# Time is now!!



## DJRooster (Nov 4, 2002)

If you like to pick wild asparagus the time is now. I have picked two five gallon pails in the last week. Found some nice patches when I was out chasing roosters a few years ago. First you pick asparagus and then you pick wood ticks. Sure is tasty and yes I am talking the asparagus not the ticks! There are some real anal people in these forums so I thought I would clarify!!


----------



## 870 XPRS (Mar 12, 2003)

you got my mouth watering DJ


----------



## purepower (Sep 11, 2004)

ive picked one 5gallon bucket worth so far......its so good especially when u melt cheese on it......


----------



## 870 XPRS (Mar 12, 2003)

Why on earth would you ruin the great taste with cheese?


----------



## Boy (Jan 24, 2005)

I have one word for you asparugus lovers----ISHEY!


----------



## 870 XPRS (Mar 12, 2003)

Boy said:


> I have one word for you asparugus lovers----ISHEY!


that's not a word!!!! :lol:

http://dictionary.reference.com/search?q=ishey


----------



## Leo Porcello (Jul 10, 2003)

Is it spread out among the state or just a certain area. Would like to get my 3 year old daughter out there. This would be right up her ally since she thinks she is Dora the Explorer.


----------



## DJRooster (Nov 4, 2002)

Pretty much all over the eastern part of the state. Can't speak for the west!


----------



## fishhook (Aug 29, 2002)

I've never heard of it growing wild. People do claim though we have a fair amount of wild marijuana. Wouldn't know about that though either.

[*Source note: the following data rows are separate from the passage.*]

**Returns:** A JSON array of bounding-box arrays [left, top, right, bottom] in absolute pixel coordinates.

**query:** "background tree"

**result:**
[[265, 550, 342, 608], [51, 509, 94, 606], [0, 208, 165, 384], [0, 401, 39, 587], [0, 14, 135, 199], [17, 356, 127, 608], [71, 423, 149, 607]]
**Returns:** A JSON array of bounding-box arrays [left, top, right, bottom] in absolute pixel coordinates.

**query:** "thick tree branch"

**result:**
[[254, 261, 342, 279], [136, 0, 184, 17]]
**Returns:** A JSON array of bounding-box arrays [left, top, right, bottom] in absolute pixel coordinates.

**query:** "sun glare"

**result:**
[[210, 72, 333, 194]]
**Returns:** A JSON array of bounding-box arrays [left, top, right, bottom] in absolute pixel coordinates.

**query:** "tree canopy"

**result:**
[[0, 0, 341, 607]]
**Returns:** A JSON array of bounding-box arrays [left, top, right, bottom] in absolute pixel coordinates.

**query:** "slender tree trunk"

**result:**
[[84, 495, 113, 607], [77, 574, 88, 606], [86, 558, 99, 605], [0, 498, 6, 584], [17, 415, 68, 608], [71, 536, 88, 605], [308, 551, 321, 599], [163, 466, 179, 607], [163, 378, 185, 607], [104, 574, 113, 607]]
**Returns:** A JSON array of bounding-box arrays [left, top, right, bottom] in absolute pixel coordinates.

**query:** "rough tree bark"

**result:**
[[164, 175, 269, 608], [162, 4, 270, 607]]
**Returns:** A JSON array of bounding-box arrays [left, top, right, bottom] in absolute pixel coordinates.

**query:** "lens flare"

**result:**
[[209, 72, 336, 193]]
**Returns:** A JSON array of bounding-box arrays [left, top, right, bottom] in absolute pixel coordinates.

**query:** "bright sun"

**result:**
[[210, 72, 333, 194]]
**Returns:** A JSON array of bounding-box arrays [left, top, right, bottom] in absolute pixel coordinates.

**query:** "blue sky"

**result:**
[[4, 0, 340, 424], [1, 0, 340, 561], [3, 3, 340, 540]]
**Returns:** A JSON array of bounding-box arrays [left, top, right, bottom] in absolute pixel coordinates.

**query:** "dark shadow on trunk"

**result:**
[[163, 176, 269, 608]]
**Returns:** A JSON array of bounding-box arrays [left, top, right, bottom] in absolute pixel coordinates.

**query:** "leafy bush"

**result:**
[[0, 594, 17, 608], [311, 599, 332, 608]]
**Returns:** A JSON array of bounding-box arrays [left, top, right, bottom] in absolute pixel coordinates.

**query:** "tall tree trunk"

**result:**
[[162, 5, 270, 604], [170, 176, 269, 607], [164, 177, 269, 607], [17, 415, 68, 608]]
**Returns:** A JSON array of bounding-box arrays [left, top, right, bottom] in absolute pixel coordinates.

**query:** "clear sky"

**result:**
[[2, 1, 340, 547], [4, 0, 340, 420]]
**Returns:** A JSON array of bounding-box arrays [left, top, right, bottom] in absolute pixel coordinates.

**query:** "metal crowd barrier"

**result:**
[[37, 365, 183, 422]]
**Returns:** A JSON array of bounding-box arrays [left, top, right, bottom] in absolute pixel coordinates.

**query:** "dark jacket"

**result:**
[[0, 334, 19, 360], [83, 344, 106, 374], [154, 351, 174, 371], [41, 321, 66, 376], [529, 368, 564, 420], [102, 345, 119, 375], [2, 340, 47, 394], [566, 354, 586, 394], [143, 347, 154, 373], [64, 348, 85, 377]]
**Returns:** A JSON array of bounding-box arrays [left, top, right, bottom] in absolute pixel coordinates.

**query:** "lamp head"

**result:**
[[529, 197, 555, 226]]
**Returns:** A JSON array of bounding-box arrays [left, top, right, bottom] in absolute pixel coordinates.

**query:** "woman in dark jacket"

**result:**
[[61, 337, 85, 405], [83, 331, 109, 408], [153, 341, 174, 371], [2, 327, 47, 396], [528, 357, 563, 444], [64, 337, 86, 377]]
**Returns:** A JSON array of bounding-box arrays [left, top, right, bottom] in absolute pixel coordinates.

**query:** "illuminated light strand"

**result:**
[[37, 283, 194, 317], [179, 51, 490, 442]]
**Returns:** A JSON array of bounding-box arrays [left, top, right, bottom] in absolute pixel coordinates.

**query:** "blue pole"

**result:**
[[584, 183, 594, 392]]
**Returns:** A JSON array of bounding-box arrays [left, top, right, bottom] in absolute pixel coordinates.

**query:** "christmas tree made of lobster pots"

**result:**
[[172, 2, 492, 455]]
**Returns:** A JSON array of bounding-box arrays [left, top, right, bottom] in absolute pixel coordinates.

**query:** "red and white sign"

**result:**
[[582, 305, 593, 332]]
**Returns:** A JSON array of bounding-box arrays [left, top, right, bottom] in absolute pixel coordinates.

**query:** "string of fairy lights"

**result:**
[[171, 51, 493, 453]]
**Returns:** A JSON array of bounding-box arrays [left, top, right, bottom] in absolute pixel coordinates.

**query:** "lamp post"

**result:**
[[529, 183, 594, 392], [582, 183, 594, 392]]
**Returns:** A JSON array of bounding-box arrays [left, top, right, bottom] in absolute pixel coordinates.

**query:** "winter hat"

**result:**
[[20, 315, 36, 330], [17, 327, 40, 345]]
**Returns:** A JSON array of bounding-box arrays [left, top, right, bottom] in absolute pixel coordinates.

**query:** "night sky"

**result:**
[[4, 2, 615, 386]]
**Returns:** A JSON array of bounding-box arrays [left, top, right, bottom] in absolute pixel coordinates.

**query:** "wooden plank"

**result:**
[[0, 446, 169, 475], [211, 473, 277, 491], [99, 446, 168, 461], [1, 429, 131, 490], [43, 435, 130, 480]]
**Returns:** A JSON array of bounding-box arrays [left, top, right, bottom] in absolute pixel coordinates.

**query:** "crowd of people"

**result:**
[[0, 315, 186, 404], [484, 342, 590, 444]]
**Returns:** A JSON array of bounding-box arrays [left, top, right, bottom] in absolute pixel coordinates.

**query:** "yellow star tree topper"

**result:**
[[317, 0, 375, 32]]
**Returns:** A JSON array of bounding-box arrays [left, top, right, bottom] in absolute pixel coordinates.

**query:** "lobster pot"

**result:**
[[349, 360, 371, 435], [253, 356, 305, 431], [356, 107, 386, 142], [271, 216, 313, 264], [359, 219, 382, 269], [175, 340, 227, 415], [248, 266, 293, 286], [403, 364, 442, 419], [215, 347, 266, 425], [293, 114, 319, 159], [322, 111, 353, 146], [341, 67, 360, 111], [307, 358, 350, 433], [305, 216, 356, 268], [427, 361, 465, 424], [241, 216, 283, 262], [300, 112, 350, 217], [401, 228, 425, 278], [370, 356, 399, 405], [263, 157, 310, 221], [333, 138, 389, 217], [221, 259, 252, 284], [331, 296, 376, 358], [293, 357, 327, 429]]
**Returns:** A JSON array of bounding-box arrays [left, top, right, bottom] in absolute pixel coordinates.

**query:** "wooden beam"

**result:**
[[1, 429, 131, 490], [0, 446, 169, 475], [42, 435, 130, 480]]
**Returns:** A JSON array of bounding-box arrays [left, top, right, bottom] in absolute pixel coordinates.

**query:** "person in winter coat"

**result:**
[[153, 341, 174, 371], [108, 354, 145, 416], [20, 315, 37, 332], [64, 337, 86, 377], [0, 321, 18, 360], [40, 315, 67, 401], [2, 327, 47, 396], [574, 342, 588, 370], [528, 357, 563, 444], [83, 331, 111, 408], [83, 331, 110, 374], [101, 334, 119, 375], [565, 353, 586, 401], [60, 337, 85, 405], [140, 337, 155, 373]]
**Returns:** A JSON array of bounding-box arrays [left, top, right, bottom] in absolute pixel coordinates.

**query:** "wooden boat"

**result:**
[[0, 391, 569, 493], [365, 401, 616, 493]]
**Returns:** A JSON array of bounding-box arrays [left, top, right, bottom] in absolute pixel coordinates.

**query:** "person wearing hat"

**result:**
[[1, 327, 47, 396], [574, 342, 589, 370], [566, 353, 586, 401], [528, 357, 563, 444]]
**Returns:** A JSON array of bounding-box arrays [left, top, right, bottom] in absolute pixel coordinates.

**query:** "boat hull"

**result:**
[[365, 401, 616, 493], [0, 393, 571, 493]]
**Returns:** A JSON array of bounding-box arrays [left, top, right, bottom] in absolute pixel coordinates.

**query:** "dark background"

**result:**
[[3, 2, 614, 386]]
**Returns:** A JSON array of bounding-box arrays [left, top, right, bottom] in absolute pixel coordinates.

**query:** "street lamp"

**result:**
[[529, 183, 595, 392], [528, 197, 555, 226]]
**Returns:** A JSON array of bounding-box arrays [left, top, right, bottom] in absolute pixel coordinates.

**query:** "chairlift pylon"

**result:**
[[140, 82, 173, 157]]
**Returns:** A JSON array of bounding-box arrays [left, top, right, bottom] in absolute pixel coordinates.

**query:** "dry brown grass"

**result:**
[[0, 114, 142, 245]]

I have seen *****-willows though


----------



## KEN W (Feb 22, 2002)

I'm cutting some every day now....course it's from my garden where I planted it 25 years ago......good stuff....the first veggies from the garden every year.


----------



## win4win (Sep 8, 2003)

Are you guys cutting it or picking it?

My grandpa always taught me to cut wild asparagus so it would be back the next year. Not sure if it makes a difference or not.


----------



## Dick Monson (Aug 12, 2002)

Been picking the same patch for 40 years. Always comes bac k fine.


----------



## sportsman18 (Jan 18, 2005)

We have a nice patch my dad planted behind the house and doesnt get any better. I have about 3 meals of it each week doesnt get any better than having it regular. Nothing is better.


----------



## huntin1 (Nov 14, 2003)

Can't get enough of it!










Nothing better than a venison steak from the grill and a pile of fresh steamed asparagus, no cheese, a little butter and salt & pepper.

:beer:

huntin1


----------